Lagorgette, sa femme et son fils se tuèrent dans un accident de la route à Montargis le 29 décembre 1937. La famille les fit inhumer à Puy-Guillaume (Puy-de-Dôme), sans cérémonie officielle.

Pour citer cet article :
https://maitron.fr/spip.php?article115400, notice LAGORGETTE Louis, Jean, Firmin par Claude Pennetier, version mise en ligne le 24 novembre 2010, dernière modification le 8 octobre 2018.

Par Claude Pennetier

SOURCES : Arch. Nat. F7/1308, Seine, SFIO. — Arch. Dép. Seine, DM3 ; versement 10451/76/1 ; listes électorales et nominatives. — Arch. Com. Boulogne-Billancourt, en particulier les papiers d’André Morizet. — Arch.
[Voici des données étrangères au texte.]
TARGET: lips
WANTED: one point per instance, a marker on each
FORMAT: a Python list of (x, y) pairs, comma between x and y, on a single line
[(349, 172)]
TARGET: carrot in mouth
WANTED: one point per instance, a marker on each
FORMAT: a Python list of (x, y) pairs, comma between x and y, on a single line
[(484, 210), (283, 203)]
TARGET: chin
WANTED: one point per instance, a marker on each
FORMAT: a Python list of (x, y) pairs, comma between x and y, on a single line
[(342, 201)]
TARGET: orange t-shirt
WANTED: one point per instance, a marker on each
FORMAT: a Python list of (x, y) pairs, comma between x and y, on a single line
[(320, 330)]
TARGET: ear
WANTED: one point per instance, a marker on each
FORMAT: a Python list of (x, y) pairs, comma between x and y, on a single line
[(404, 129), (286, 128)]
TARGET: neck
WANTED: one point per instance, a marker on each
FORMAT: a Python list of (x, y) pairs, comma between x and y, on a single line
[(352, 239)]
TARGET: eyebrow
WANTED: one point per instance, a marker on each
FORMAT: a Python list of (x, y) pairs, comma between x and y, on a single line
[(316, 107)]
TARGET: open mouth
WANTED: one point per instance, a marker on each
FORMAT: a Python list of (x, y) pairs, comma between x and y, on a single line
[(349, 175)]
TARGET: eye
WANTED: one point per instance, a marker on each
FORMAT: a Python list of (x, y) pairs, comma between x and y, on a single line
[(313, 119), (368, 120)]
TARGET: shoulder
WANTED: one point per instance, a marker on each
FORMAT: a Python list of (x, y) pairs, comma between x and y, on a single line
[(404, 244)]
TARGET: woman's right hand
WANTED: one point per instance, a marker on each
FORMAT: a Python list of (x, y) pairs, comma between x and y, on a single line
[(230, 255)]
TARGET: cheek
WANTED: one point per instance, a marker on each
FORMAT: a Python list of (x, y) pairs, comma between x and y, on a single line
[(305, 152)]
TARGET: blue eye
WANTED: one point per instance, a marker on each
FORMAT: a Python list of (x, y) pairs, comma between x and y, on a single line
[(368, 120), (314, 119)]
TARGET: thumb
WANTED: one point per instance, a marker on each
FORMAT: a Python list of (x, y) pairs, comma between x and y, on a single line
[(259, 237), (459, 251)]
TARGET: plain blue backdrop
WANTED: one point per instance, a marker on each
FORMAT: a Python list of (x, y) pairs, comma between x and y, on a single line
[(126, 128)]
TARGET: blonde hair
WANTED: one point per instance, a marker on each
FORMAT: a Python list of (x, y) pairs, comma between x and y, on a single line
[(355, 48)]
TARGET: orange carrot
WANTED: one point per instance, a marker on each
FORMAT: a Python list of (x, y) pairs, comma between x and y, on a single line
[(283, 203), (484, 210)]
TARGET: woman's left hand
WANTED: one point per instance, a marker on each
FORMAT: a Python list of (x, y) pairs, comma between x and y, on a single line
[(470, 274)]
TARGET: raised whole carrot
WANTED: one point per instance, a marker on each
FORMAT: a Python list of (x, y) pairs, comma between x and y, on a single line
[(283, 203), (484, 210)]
J. Zyromski (CRHMSS), BI 3-6. — État civil d’Issac et de Montargis. — Comptes rendus des congrès nationaux du Parti socialiste. — L’Émancipation, 1929-1937 (surtout le numéro du 15 décembre 1931). — Le Trait d’Union socialiste, organe bi-mensuel interne de la section de Boulogne-Billancourt, 3e année, n° 18, 10 janvier 1938. — La Tribune républicaine, 6 janvier 1938. — Le Populaire, décembre 1937. — Cahiers du Bolchevisme, 15 mai 1933. — G. Lachapelle, Les élections législatives, op. cit. — Raymond Dallidet, 1934-1984 : Voyage d’un communiste, La Pensée universelle, 1984. — Jean-Paul Joubert, Révolutionnaires de la SFIO, Presses FNSP, 1977. — Frank Georgi, La première « Bataille socialiste ». Histoire et portrait d’une tendance dans le Parti socialiste, 1927-1935, Mémoire de Maîtrise, Paris I, 1983. — Renseignements recueillis par Justinien Raymond et Nathalie Viet-Depaule.